I am working on a custom, Python/arcpy-based QAQC process for some of our corporate data. I am using ArcGIS Desktop 10.3 accessed via Citrix. The feature classes being tested are in file geodatabase, with intermediate data being stored in a scratch geodatabase.
Among the checks the tool will perform is a check for overlapping features within an input feature class. My current workflow for this check is:
- Run the Intersect (Analysis) tool on the input feature class, with the "ONLY_FID" option for output fields
- Join the resulting features to the results table
- Use Calculate Field to flag the records which have overlapping features
On small and medium-sized feature classes this works fine. However, I am testing it on our largest dataset, a polyline (contour) feature class with over 3 million records and over a billion vertices in total. The intersect tool uses tiling when run on this dataset, but it takes a long time. As in, after four hours the Intersect tool is only 20% complete. I would love to get the processing time down to a minimum. I've read this help doc about geoprocessing with large datasets, and I've tried using the Dice tool to split the lines up into features with fewer vertices.

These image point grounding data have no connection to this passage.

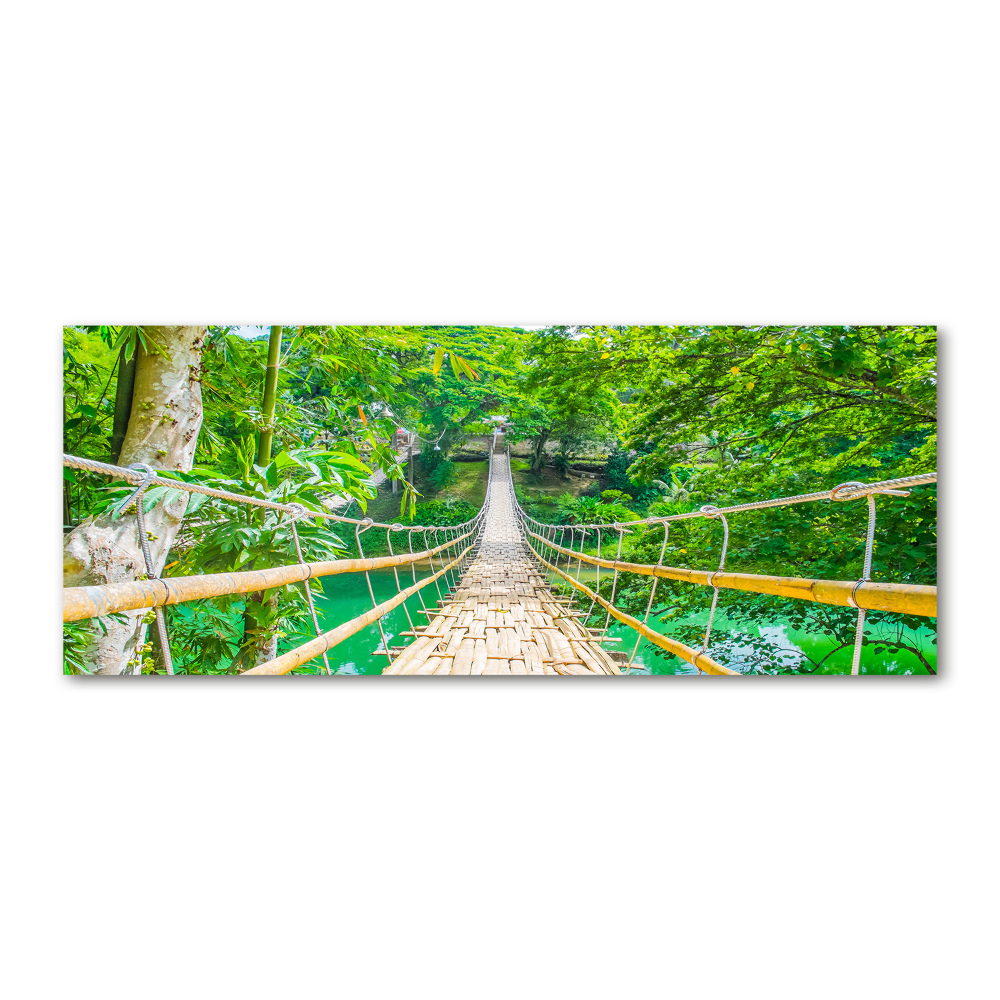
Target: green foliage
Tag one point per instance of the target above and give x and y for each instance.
(591, 510)
(447, 511)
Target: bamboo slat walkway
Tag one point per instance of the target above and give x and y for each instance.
(503, 617)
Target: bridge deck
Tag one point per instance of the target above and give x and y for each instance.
(503, 617)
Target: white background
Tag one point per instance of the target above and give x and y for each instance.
(522, 163)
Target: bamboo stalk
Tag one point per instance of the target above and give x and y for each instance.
(91, 602)
(270, 395)
(700, 660)
(908, 598)
(316, 647)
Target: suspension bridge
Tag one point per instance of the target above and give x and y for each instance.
(510, 600)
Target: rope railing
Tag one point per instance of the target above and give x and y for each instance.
(81, 603)
(863, 594)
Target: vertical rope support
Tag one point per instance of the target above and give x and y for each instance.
(652, 595)
(866, 573)
(430, 559)
(368, 579)
(597, 585)
(395, 569)
(140, 516)
(413, 569)
(305, 582)
(859, 628)
(614, 585)
(709, 511)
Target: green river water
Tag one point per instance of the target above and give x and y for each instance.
(347, 596)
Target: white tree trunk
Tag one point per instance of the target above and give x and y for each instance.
(163, 433)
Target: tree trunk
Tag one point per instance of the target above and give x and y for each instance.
(270, 395)
(538, 460)
(124, 388)
(166, 415)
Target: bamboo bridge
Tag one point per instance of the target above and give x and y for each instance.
(508, 603)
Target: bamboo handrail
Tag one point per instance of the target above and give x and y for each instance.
(700, 660)
(912, 599)
(316, 647)
(92, 602)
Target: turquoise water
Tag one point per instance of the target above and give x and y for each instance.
(779, 631)
(347, 596)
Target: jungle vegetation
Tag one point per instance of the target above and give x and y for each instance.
(667, 418)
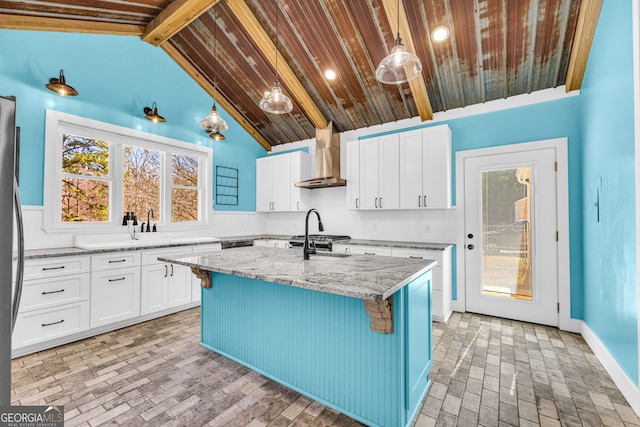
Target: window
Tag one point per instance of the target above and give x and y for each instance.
(94, 172)
(86, 179)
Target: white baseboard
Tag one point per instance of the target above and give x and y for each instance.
(628, 389)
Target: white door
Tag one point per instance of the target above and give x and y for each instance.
(511, 262)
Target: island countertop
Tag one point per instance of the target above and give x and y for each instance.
(366, 277)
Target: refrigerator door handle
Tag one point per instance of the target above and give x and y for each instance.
(20, 267)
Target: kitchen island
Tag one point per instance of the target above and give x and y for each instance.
(352, 332)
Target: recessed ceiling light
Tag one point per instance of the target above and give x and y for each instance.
(330, 74)
(440, 34)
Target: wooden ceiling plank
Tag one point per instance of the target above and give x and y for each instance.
(267, 47)
(180, 59)
(174, 18)
(585, 30)
(37, 23)
(418, 86)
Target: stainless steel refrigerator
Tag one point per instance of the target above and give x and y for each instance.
(10, 286)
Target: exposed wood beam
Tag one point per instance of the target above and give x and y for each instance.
(36, 23)
(179, 58)
(585, 30)
(418, 86)
(174, 18)
(267, 47)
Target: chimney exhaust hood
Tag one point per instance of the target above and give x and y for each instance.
(327, 161)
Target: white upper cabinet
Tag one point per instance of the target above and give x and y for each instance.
(379, 172)
(353, 175)
(275, 179)
(299, 172)
(425, 175)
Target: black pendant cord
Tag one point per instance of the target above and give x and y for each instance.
(277, 19)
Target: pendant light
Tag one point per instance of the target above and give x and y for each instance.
(276, 102)
(60, 86)
(213, 123)
(152, 114)
(399, 66)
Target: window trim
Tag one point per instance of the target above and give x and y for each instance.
(117, 136)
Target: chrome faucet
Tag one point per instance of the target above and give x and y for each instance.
(306, 250)
(150, 211)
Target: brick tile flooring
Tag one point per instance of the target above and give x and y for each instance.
(486, 371)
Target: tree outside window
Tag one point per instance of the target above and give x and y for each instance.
(185, 191)
(85, 179)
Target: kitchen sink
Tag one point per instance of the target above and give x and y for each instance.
(328, 256)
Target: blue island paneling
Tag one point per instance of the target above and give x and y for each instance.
(321, 345)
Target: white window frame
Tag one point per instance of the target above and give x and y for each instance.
(118, 136)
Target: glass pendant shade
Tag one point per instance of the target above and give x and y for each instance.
(213, 122)
(151, 113)
(399, 66)
(60, 86)
(275, 102)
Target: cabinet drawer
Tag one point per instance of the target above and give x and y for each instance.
(43, 325)
(151, 257)
(115, 295)
(115, 260)
(44, 293)
(51, 267)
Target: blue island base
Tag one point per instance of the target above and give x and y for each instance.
(320, 344)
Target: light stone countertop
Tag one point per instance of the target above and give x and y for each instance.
(72, 251)
(365, 277)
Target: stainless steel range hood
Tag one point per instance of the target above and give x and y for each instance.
(327, 173)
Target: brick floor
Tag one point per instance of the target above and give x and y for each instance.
(486, 371)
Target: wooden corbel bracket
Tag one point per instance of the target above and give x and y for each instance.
(381, 313)
(203, 275)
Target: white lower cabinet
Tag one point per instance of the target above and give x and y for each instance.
(115, 295)
(164, 285)
(55, 300)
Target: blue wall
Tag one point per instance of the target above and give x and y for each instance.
(606, 102)
(117, 77)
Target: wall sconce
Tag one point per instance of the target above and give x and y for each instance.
(60, 86)
(152, 114)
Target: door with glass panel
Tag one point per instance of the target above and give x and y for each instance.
(510, 236)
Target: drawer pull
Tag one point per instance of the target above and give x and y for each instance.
(52, 292)
(54, 323)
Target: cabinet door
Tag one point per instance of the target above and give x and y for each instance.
(388, 172)
(369, 173)
(299, 172)
(353, 175)
(179, 288)
(281, 183)
(264, 188)
(411, 170)
(115, 296)
(153, 288)
(436, 173)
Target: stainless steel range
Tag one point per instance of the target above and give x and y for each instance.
(322, 242)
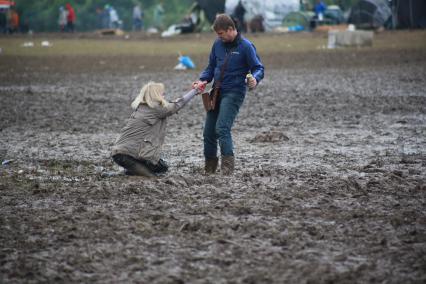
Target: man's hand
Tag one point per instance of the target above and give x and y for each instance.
(200, 86)
(251, 81)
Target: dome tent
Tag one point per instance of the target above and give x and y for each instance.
(370, 13)
(410, 13)
(301, 18)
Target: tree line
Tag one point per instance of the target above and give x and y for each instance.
(42, 15)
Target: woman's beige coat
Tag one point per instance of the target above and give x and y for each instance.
(143, 135)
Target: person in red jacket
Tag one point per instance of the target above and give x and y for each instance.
(70, 18)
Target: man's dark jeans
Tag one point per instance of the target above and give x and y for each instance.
(219, 123)
(133, 165)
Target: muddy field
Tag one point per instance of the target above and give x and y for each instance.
(330, 182)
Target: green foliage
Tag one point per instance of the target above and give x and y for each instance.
(42, 15)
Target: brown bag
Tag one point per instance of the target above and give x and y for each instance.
(210, 99)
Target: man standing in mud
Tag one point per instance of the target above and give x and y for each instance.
(232, 59)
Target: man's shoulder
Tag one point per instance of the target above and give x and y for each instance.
(246, 42)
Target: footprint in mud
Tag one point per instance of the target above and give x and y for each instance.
(270, 136)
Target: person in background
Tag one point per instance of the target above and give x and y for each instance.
(241, 59)
(137, 18)
(319, 10)
(70, 18)
(13, 21)
(158, 16)
(62, 19)
(114, 19)
(138, 147)
(3, 21)
(238, 14)
(105, 17)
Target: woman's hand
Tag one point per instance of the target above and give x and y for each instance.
(200, 86)
(251, 82)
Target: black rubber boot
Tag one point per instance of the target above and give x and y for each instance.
(227, 166)
(211, 165)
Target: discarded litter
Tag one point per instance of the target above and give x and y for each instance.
(46, 43)
(6, 162)
(28, 44)
(185, 62)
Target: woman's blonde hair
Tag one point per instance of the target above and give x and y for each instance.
(151, 95)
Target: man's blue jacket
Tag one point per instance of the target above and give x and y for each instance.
(242, 60)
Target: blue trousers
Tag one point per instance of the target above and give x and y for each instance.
(219, 123)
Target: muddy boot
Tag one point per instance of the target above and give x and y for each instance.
(211, 165)
(227, 165)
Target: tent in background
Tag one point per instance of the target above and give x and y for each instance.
(409, 13)
(6, 4)
(370, 14)
(272, 11)
(211, 8)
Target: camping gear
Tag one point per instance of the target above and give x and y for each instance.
(370, 14)
(6, 4)
(296, 18)
(409, 14)
(272, 11)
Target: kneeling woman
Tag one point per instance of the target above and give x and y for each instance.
(138, 148)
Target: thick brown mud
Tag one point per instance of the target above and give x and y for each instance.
(329, 184)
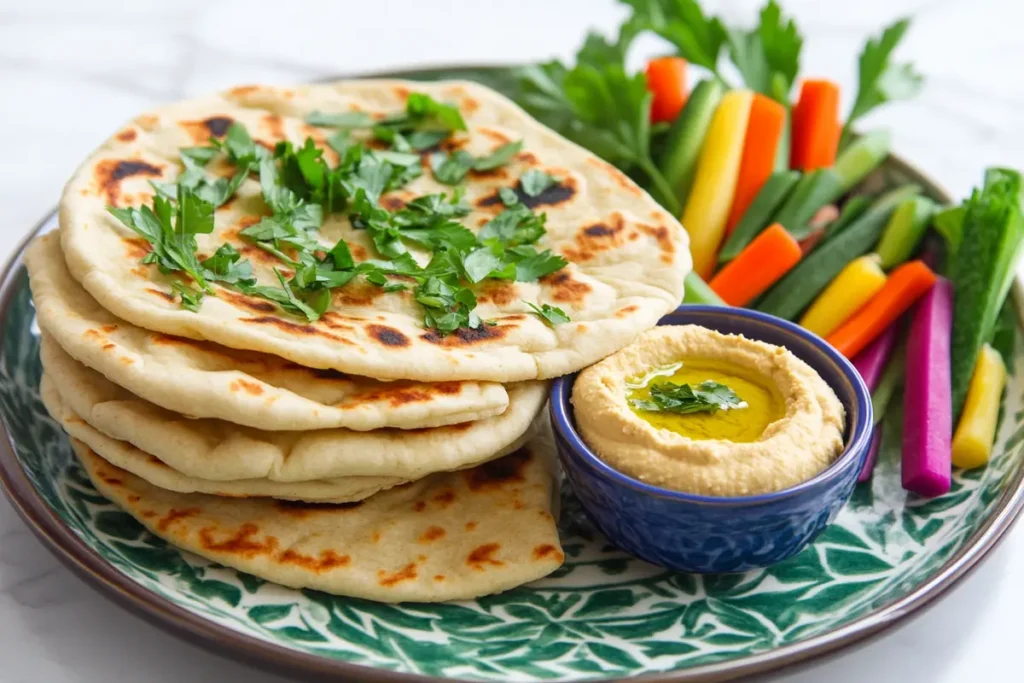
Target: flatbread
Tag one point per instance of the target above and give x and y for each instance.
(628, 256)
(205, 380)
(219, 451)
(155, 471)
(450, 537)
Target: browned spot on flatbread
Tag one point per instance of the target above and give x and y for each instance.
(665, 244)
(243, 543)
(432, 534)
(547, 550)
(498, 292)
(302, 509)
(408, 572)
(387, 336)
(274, 125)
(173, 516)
(327, 560)
(167, 296)
(135, 248)
(564, 289)
(466, 336)
(482, 556)
(253, 388)
(111, 172)
(498, 473)
(626, 310)
(558, 193)
(444, 498)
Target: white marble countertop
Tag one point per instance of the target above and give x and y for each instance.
(71, 72)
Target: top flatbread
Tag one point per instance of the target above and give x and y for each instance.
(205, 380)
(628, 256)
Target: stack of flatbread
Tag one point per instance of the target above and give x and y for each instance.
(361, 454)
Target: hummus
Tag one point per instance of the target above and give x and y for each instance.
(780, 425)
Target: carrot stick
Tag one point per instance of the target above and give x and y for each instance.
(667, 80)
(764, 130)
(815, 126)
(904, 286)
(757, 267)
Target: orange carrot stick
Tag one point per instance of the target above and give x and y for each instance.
(815, 121)
(764, 130)
(667, 80)
(757, 267)
(905, 285)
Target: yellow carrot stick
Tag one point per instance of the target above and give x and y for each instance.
(853, 287)
(715, 183)
(973, 440)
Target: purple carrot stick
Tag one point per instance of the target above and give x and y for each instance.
(928, 411)
(872, 359)
(872, 455)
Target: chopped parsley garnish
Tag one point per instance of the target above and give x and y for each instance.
(709, 396)
(551, 314)
(300, 188)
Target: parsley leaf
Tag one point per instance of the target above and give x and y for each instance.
(550, 314)
(534, 181)
(709, 396)
(879, 80)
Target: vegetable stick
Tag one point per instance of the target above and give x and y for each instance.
(814, 190)
(800, 287)
(667, 80)
(905, 228)
(972, 444)
(758, 216)
(678, 160)
(853, 287)
(815, 126)
(905, 285)
(758, 267)
(871, 361)
(865, 155)
(696, 291)
(764, 129)
(816, 228)
(872, 456)
(928, 414)
(708, 207)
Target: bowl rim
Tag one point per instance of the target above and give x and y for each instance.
(855, 449)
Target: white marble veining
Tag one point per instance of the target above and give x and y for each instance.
(72, 70)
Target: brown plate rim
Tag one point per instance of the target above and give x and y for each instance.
(87, 564)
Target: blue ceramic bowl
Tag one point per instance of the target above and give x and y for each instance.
(712, 535)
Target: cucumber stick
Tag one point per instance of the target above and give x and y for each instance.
(814, 190)
(682, 148)
(805, 282)
(697, 291)
(904, 230)
(764, 206)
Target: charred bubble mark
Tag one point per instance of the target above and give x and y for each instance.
(110, 173)
(559, 193)
(387, 336)
(218, 125)
(499, 472)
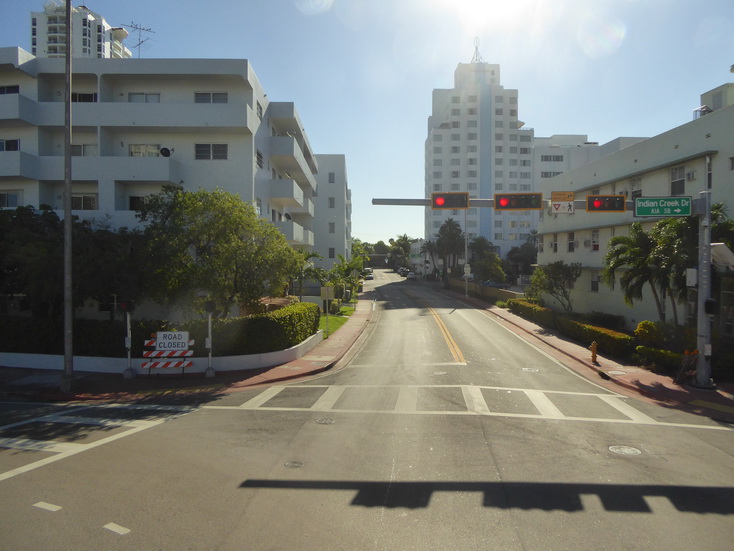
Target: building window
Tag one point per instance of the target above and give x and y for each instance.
(140, 97)
(84, 150)
(84, 97)
(211, 97)
(677, 180)
(9, 145)
(137, 202)
(211, 151)
(9, 199)
(84, 201)
(144, 150)
(595, 282)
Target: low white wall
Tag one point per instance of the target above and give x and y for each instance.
(119, 365)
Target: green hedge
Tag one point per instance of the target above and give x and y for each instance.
(256, 334)
(665, 359)
(609, 341)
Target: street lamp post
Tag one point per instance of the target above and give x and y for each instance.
(68, 377)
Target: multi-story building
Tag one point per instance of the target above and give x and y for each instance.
(695, 157)
(91, 35)
(141, 124)
(477, 144)
(333, 202)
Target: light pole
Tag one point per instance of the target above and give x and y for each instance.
(68, 377)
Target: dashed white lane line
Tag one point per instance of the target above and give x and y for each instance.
(47, 506)
(117, 529)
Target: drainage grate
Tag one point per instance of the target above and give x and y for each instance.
(624, 450)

The process is still extremely slow. Our Citrix servers are temporarily unavailable overnight for maintenance, and although I tried using a "batch" version of the software that supposedly will allow processes to run overnight, when I arrived this morning the application had closed without finishing successfully.
Any ideas? Will topology work faster? Should I go for my own custom tiling scheme? Thanks for any help you can provide.